Maybe a simple answer (i hope). For a route we want to filer the host.name, but there are a lot of host in the list so a wildcard is the best way to filter.

So doing like 'drnms10*.dmz.somewhere.nl' in the filter for the servers matching with this wildcard.

But with a filter 'host == 'drnms10*.dmz.somewhere.nl'' wil not work. What is the best way to do this?

I tried with a C.lookup and a lookup file.. it wil work. But stil have top maintain a list. And is a C.lookup not very slow in a filter?

Thanks for the answer :)

greets

Jari

6 replies

David Maislin

host.endsWith('.dmz.somewhere.nl')

OR

/\.dmz.somewhere\.nl$/i.test(host)


  • Author
  • Participating Frequently
  • March 11, 2025

Thanx David,

Not exactly what i wanted. I like to have a filter for every host staring with drnms10 .. and everythine in between, but also ending with .dmz.somewhere.nl.
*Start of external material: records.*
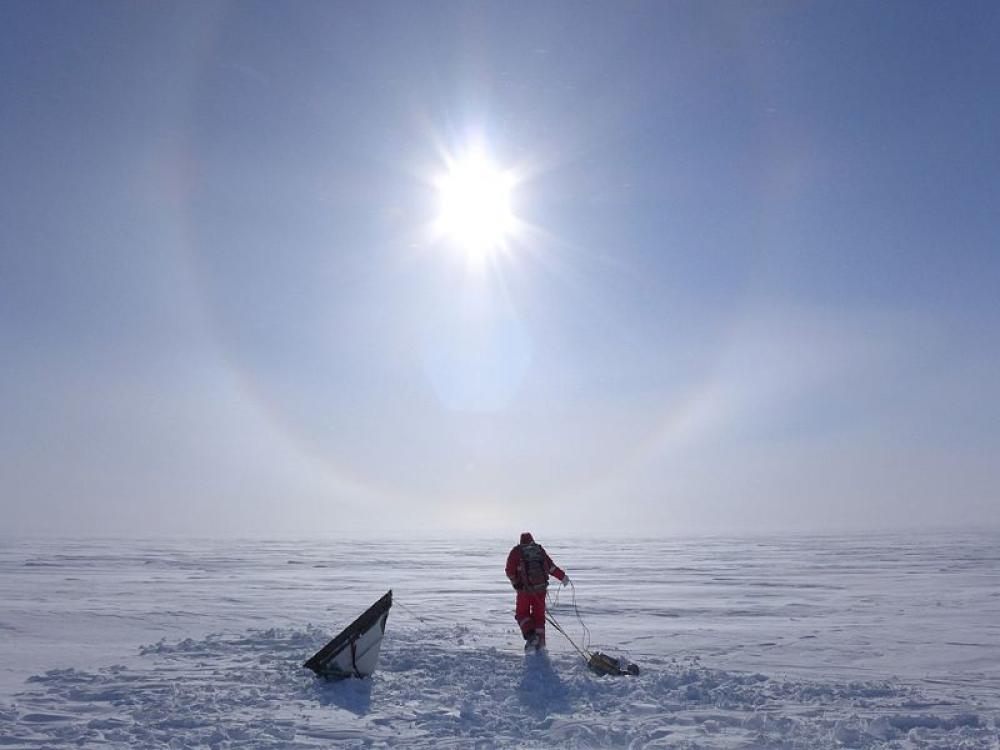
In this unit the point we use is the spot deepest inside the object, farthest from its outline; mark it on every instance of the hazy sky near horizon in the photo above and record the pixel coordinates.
(757, 285)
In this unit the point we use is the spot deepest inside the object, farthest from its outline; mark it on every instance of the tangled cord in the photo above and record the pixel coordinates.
(554, 601)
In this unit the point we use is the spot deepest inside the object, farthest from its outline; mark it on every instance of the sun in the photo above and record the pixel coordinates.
(475, 205)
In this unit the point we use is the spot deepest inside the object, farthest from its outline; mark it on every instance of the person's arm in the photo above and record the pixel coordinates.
(512, 562)
(552, 568)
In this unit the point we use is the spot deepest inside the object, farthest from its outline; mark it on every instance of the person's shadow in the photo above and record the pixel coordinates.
(541, 692)
(352, 694)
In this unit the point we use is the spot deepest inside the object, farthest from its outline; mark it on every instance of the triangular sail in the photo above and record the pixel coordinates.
(354, 652)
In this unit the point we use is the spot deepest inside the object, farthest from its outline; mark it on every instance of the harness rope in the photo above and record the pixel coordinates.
(554, 601)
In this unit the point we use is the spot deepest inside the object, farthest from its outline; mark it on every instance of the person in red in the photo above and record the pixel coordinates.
(528, 569)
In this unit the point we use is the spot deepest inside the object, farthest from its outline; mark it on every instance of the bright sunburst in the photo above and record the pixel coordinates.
(475, 211)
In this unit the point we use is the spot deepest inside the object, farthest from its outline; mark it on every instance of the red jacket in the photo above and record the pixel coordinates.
(529, 566)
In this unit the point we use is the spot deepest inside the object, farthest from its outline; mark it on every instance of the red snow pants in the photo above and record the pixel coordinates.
(530, 613)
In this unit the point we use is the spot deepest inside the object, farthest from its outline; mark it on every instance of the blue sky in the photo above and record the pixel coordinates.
(757, 289)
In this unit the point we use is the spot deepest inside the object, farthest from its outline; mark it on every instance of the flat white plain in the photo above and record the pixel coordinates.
(875, 641)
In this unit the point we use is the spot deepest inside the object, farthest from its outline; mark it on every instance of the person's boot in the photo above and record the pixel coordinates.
(531, 641)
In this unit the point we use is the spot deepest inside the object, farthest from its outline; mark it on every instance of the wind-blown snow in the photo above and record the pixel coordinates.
(878, 642)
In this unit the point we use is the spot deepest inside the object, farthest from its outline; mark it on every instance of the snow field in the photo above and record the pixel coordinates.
(818, 643)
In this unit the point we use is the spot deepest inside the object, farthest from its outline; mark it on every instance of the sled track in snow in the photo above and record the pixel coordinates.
(249, 690)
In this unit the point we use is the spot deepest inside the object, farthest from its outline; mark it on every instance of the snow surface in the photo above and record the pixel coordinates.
(805, 642)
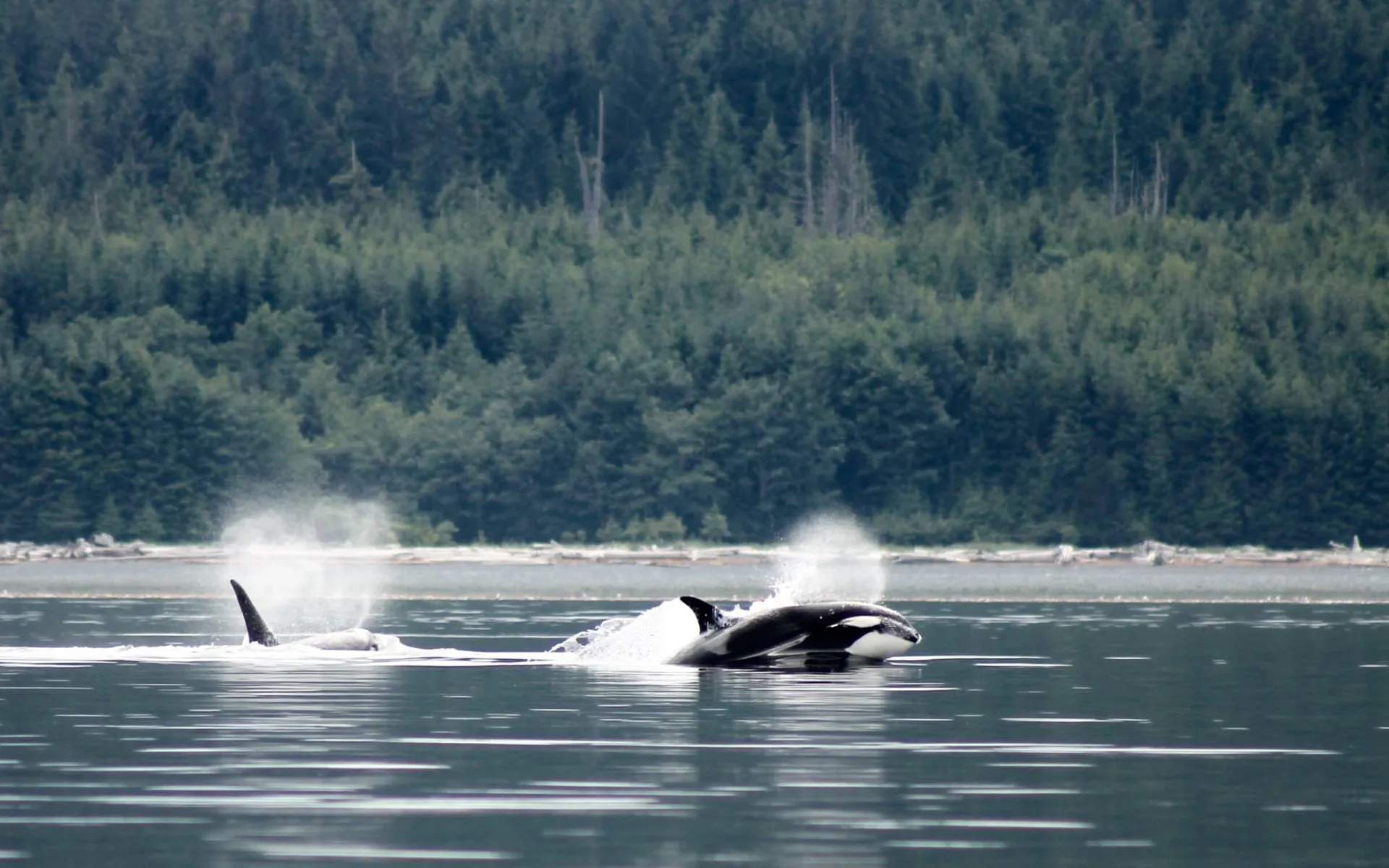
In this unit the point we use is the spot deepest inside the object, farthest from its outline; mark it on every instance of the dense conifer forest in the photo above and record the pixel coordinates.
(531, 270)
hence the drnms10*.dmz.somewhere.nl


Jon Rust
Forum|alt.badge.img
  • Employee
  • March 11, 2025

David's answer still helps. You just need to create a regex expression that meets your needs. "Wildcard matching" is not supported in javascript.


David Maislin

/^drnms10/.+\.dmz.somewhere\.nl$/i.test(host)


  • Author
  • Participating Frequently
  • March 11, 2025

Ahhh now i see. Yes this helps indeed.

Does it matter about the cpu resources it cost?
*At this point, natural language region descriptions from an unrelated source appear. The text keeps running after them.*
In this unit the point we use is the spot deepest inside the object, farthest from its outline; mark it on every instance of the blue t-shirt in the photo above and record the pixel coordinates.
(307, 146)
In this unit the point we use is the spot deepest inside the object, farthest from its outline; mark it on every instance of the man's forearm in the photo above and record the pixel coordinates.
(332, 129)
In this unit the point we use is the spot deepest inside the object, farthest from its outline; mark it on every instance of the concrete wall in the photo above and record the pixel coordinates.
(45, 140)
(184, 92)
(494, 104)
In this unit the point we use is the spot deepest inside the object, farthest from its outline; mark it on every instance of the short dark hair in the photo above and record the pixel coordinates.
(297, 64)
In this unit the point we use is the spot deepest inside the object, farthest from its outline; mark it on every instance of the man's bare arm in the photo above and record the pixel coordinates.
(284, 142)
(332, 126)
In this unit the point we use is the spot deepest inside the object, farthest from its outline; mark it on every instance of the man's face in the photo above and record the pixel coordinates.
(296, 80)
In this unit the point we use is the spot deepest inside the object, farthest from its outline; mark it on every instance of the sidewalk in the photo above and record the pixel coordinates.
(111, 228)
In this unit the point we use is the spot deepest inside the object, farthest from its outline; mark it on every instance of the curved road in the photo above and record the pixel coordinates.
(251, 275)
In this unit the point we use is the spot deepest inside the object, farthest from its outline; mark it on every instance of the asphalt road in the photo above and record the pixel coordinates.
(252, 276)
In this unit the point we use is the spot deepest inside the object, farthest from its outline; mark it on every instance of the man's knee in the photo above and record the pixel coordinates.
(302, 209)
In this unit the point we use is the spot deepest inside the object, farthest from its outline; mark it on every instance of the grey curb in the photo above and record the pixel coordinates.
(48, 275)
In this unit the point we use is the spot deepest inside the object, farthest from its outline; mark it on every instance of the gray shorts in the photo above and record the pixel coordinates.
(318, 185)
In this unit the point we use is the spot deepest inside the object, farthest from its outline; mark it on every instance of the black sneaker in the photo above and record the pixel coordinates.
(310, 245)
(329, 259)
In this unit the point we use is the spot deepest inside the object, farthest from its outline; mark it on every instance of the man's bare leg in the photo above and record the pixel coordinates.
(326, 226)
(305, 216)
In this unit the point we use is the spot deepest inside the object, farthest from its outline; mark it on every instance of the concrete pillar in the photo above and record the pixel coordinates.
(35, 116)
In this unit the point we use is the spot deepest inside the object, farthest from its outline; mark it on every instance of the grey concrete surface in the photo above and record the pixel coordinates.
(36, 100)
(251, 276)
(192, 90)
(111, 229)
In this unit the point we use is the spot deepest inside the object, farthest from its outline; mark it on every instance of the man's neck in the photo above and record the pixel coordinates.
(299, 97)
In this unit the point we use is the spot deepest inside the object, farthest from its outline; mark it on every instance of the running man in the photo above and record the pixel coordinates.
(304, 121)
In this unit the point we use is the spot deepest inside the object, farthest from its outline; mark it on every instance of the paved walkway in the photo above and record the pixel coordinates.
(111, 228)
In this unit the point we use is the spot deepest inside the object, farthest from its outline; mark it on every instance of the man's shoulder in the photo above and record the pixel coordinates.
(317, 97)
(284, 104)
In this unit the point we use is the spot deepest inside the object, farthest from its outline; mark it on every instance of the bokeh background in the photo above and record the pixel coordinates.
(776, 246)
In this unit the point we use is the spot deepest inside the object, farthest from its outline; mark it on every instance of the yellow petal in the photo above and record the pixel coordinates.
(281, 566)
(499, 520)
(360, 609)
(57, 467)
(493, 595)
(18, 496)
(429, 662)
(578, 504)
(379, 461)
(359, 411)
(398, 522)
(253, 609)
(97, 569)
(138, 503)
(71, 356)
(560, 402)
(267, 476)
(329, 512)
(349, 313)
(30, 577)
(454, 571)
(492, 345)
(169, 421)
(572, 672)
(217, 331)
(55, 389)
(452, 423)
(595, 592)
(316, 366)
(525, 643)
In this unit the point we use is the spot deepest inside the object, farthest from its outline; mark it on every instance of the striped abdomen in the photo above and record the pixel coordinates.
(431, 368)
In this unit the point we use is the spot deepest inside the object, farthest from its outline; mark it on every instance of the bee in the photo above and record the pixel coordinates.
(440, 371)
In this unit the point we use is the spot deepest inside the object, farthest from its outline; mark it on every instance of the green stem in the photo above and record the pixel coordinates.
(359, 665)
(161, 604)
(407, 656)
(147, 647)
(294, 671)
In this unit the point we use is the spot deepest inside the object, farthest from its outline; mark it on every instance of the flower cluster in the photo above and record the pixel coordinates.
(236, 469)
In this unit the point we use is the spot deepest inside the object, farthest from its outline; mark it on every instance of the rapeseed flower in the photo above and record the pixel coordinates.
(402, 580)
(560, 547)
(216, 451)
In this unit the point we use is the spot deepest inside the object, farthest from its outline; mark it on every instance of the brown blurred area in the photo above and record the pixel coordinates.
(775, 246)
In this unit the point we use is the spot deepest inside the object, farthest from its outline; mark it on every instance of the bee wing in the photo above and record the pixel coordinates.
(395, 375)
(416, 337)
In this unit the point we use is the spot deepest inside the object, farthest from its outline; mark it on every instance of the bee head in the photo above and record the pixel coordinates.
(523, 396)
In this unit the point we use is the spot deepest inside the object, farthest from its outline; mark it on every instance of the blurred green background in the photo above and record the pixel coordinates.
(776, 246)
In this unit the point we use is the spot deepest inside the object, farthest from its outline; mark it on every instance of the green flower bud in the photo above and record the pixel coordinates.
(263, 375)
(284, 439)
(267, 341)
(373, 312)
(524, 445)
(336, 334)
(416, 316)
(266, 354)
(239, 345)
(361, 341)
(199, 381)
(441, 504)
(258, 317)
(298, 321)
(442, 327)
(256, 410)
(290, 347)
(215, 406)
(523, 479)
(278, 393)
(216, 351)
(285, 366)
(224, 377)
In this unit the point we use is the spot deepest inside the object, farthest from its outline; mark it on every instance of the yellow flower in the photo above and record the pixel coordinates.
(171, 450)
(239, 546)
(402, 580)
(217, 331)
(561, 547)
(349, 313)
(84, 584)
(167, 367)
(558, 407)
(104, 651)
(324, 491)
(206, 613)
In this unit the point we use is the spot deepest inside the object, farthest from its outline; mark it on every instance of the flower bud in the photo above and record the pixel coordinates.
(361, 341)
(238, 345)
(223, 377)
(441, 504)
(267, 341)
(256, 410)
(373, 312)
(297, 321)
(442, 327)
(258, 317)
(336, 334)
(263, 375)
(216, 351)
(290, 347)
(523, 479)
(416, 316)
I can make a filter with a lot off host in the filter or this regex.

I don't like to use a list of servers in the filter, but when it cost a lot of cpu power (with loads of events i mean).


Jon Rust
Forum|alt.badge.img
  • Employee
  • March 11, 2025

Yes, CPU performance could be a concern. You normally want to make your filters as efficient as possible. I cannot tell from the info that you've provided what you're trying to do tho.